How students and authors communicate—such as how they construct arguments, present ideas and interact—is deeply rooted in culture. Such differences permeate all forms of communication, with multiple frameworks in existence to conceptualise them. In Japanese culture, communication is implicit, where importance is given to what is not said as well as what is said. Reactions are introverted, silence is commonly used, and a high degree of effort is put towards maintaining long‐term relationships. In contrast, native English speakers communicate in more direct ways; language is more transparent, reactions are visible and extroverted, silence is uncommon, and individual tasks are prioritised over the longer‐term relationship. Such traits, although generalised, affect performance—for example in medical interviewing, team‐based learning and in the giving and receiving of feedback. Our vision of the ‘culturally competent’ teacher is someone with a critical awareness of these cultural differences and their impact, and who can recognise where support may be required and to what degree. In all situations, English privilege must be consciously checked, alongside power dynamics, internal bias and discrimination.

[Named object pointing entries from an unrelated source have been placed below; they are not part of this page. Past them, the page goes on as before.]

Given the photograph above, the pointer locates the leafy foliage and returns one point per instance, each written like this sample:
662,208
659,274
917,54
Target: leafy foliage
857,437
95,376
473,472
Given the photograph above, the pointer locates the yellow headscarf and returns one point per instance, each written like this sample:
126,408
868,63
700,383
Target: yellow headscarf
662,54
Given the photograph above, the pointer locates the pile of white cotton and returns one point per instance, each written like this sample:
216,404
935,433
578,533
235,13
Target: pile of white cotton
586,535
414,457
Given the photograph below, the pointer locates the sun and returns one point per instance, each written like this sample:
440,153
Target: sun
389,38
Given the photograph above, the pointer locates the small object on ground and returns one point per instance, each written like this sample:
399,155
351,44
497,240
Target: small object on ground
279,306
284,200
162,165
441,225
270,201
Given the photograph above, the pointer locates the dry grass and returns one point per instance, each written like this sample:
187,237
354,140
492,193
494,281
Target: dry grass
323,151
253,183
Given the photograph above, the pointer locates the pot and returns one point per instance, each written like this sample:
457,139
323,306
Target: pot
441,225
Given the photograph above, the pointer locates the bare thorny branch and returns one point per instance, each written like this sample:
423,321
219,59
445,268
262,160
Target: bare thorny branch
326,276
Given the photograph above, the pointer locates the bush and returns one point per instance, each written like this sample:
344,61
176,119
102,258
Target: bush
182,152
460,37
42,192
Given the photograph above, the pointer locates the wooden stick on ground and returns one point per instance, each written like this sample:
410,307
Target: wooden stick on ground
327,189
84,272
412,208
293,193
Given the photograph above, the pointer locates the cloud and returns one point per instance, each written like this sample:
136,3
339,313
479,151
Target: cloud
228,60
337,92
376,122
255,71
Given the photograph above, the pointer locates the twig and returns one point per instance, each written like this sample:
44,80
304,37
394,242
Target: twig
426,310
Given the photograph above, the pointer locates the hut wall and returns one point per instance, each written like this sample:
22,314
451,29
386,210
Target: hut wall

In the last 30 years, ‘cultural competence’ has expanded far beyond its original scope, influenced by changing practice and limited by its own terminology. Cultural competence evolved from a desire to deliver high‐quality care to diverse populations. Now, as we re‐examine its meaning in medical education today, it is time to extend the values demanded by ‘cultural competence’ across all spheres of practice. As educators and academics, it is our responsibility to use this as a tool to promote critical consciousness and check privilege—not just in the clinic, but also in the classroom and in the literature.